NHK の日曜日夜11時の枠で、珍しくフランスのテレビドラマを放送している。
コロナ禍が始まった時、私はちょうどフランスに行く予定だった。
海外渡航が困難になったため、当時は「行かないでどうにかする」ことになったが、それから2年半近く経った今ではもう「まったく行く必要がない」状況となった。
フランス語は日頃使わないから、どんどん忘れていくので Amazon プライムでフランス映画を観たり、Youtube でフランス語の動画を視聴したりしているが次第にネタ切れになってきた。
私は強烈な個性の名優イザベル・ユペールが好きなのだが、今年は戦争やら酷暑やらいろいろあって精神が疲労しているのか、もっとあっさりとした穏やかな作品を求めていた。
そんな時偶然ぼんやりと見始めた「アストリッドとラファエル 文書係の事件録」。
HNKの番組説明にある「頭脳派の文書係と行動派の警視の女性バディが難事件を解決するフランス発ミステリー」という説明はよくありそうなドラマみたいだ。
でも見始めると脚本、演出、演技すべてバランスがよく「自閉症」の主人公を表現するのに変な気負いも衒いもなく、登場人物にみな落ち着いた魅力がある。
そして何よりアストリッド(Astrid)とラファエル(Raphaëlle)の関係が穏やかですてきだ。
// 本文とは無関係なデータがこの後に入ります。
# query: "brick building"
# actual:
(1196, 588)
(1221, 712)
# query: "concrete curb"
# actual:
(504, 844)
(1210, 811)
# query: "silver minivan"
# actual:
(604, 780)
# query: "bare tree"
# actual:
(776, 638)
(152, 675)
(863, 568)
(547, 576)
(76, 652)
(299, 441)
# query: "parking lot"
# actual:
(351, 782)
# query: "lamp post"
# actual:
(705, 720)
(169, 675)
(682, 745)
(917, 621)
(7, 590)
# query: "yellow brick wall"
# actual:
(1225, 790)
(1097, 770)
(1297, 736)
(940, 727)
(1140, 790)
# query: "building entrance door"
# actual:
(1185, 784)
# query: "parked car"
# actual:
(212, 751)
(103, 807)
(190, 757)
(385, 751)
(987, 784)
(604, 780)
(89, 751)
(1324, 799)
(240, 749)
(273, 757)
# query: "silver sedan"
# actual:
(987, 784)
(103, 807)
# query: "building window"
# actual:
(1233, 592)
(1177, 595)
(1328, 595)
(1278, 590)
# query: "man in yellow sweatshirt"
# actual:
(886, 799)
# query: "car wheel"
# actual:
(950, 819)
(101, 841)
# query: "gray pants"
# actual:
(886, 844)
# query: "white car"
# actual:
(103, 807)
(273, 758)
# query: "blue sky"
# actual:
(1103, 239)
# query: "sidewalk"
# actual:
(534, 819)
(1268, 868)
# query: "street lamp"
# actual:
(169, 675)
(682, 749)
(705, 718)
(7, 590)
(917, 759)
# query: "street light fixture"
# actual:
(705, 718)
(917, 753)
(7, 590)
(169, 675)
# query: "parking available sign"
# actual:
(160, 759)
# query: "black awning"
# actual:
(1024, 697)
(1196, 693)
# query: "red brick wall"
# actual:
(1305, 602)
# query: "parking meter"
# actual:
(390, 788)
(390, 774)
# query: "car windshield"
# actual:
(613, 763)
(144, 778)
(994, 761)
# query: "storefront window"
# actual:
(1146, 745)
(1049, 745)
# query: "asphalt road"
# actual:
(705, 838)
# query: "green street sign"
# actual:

「友情」という日本語はちょっと「浮いている」というか形而上的な雰囲気がある。
対してフランス人は(概して)「amitié」という言葉が大好きだし、日常的によく使うと思うが、このドラマでも2人の「amitié」が心地良い。
個人的にこのドラマで気に入ったポイントは他にもある。
・とても感じの良い日本人が登場する(ちゃんと日本人俳優が演じている)
・日本文化が絶妙なさじ加減で使われていてリスペクトを感じる
・アストリッドは J.S. バッハのピアノ曲が好き
・バディものの元祖シャーロック・ホームズへのリスペクトも感じる
でも私が一番驚き、気に入った点のひとつはラファエルの「吹き替え版の日本語(脚本)」だ。
海外ドラマ(映画)の女性の吹き替えは、ずっと日本語に違和感を持っていた。
「~るわ」「~のよ」「~わよ」
今時、ラファエル・コスト警視くらいの年齢の日本人女性で上記のような言葉遣い(女言葉)の人はほとんどいない。
このドラマの吹き替えではちゃんと「~だよ」と喋っている。
すごくナチュラルだし行動派のラファエルのキャラクターに合ってもいる。
もうひとつすごいと思ったのは、アストリッドの「吹き替え」を演じている貫地谷しほりさんの巧みさだ。
早口のフランス語でまくし立てる独特の喋りを、そのまま日本語でやっているのではなくて「日本人でこのキャラクターだったらこんなふうに喋るだろうな」と思える自然さがある。
当初は学習用としてフランス語の音声で聴いていたのだが、「吹き替え版」が見事で気に入ってしまったので、結局、両方を観ることになった。
派手に宣伝されていて知ったのではなく、たまたまこんな良い作品に出会えるなんてすごくラッキーだと思う。